The accuracy score of our training set is 80% and the accuracy score for our test set is 78%.

In [38]:
print(list(zip(['Sex','Age','FirstClass','SecondClass'],model.coef_[0])))

[('Sex', 1.2251084426677075), ('Age', -0.46924986033609034), ('FirstClass', 0.9318377525142388), ('SecondClass', 0.48361565148352653)]


Sex and FirstClass features have higher coefficient which indicates that both of this features are important
in predicting the survival on the sinking of the Titanic.

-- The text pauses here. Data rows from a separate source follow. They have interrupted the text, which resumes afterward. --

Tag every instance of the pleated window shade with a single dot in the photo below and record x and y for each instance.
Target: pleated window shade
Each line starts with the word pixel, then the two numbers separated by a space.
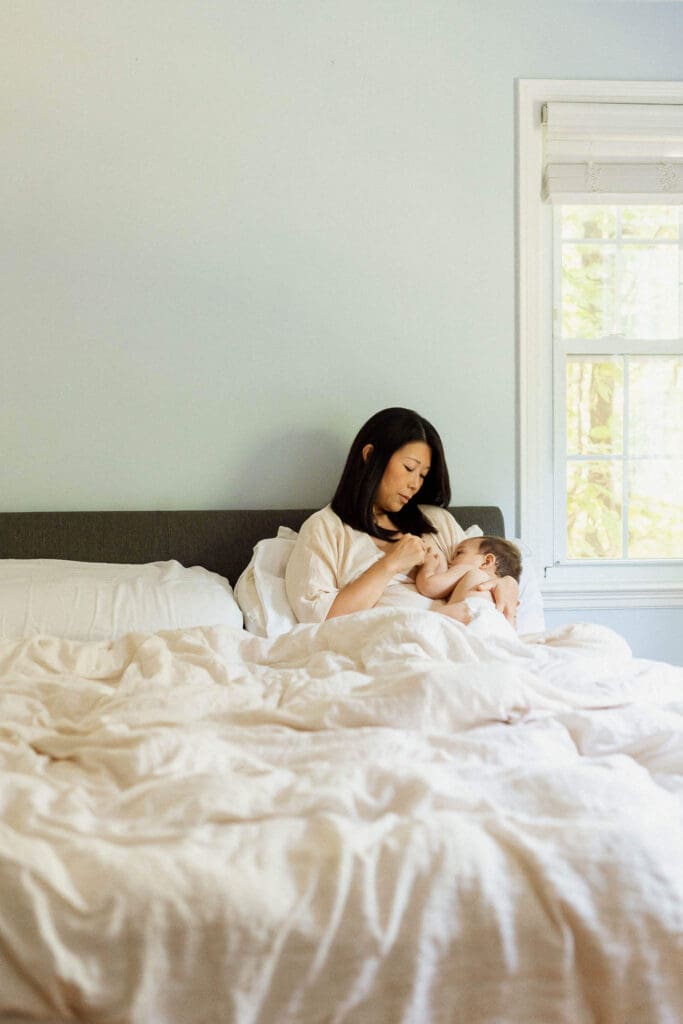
pixel 612 153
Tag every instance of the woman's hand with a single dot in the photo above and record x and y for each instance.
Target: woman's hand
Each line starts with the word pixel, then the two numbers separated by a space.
pixel 505 592
pixel 406 553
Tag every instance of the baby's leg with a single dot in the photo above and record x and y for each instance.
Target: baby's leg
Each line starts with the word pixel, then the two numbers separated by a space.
pixel 466 587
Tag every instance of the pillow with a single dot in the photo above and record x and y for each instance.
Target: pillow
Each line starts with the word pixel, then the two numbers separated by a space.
pixel 102 601
pixel 262 597
pixel 260 590
pixel 530 616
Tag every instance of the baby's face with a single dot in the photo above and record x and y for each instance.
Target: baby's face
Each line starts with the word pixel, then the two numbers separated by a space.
pixel 467 553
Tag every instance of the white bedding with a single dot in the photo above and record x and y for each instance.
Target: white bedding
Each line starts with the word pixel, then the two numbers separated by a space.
pixel 384 819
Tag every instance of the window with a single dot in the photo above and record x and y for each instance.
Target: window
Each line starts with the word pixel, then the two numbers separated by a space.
pixel 601 340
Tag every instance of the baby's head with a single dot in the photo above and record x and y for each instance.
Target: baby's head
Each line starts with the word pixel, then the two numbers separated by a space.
pixel 493 554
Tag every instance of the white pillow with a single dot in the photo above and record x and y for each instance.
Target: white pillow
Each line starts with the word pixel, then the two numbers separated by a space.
pixel 262 597
pixel 530 616
pixel 102 601
pixel 260 590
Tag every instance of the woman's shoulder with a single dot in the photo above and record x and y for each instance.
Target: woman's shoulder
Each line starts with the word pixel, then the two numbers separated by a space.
pixel 325 521
pixel 442 521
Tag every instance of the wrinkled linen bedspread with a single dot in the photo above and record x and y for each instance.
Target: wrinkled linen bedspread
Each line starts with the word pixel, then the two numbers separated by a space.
pixel 384 818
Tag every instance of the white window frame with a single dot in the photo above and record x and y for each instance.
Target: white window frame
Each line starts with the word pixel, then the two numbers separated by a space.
pixel 582 586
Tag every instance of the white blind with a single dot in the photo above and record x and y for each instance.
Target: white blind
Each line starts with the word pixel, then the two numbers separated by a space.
pixel 612 153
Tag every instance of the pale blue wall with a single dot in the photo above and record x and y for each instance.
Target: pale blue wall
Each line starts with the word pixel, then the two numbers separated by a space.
pixel 231 230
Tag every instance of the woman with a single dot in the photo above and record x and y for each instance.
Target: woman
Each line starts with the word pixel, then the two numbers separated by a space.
pixel 365 548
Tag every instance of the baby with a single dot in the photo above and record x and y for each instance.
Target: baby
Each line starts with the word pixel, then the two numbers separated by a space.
pixel 476 560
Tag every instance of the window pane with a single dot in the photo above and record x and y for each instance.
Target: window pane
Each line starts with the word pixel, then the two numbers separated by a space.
pixel 649 293
pixel 594 510
pixel 655 406
pixel 655 509
pixel 589 221
pixel 588 290
pixel 650 222
pixel 595 406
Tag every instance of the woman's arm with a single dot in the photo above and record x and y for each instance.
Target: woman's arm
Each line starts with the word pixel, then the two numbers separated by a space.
pixel 435 579
pixel 366 591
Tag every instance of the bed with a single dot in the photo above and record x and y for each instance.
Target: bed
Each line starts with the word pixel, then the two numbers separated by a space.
pixel 386 818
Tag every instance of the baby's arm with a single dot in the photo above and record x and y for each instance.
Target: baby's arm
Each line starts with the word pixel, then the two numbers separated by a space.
pixel 435 579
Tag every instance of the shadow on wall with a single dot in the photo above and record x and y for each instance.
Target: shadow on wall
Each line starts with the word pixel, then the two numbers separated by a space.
pixel 297 469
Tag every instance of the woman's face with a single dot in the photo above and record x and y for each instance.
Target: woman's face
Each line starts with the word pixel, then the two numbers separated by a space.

Let’s use our model to make predictions on the survival of a few fateful passengers.

In [39]:
Jack = np.array([0.0, 20.0, 0.0, 0.0])
Rose = np.array([1.0, 17.0, 1.0, 0.0])
Suho = np.array([0.0, 30.0, 1.0, 0.0])

In [40]:
sample_passengers = np.array([Jack, Rose, Suho])

In [41]:
sample_passengers = scaler.transform(sample_passengers)



In [45]:
sample_passengers

array([[-0.80737343, -0.71437467, -0.57907628, -0.52372294],
       [ 1.23858424, -0.93148616,  1.7268882 , -0.52372294],
       [-0.80737343,  0.00933028,  1.7268882 , -0.52372294]])

In [43]:
model.predict(sample_passengers)

array([0, 1, 0], dtype=int64)

In [44]:
model.predict_proba(sample_passengers)

array([[0.88445022, 0.11554978],
       [0.06169226, 0.93830774],
       [0.55628012, 0.44371988]])

##### From our model prediction, it appears that Rose has a better fate compare to Jack and Suho. <br> Base on the prediction, there is a high probability that Rose will survive the sinking of the Titanic.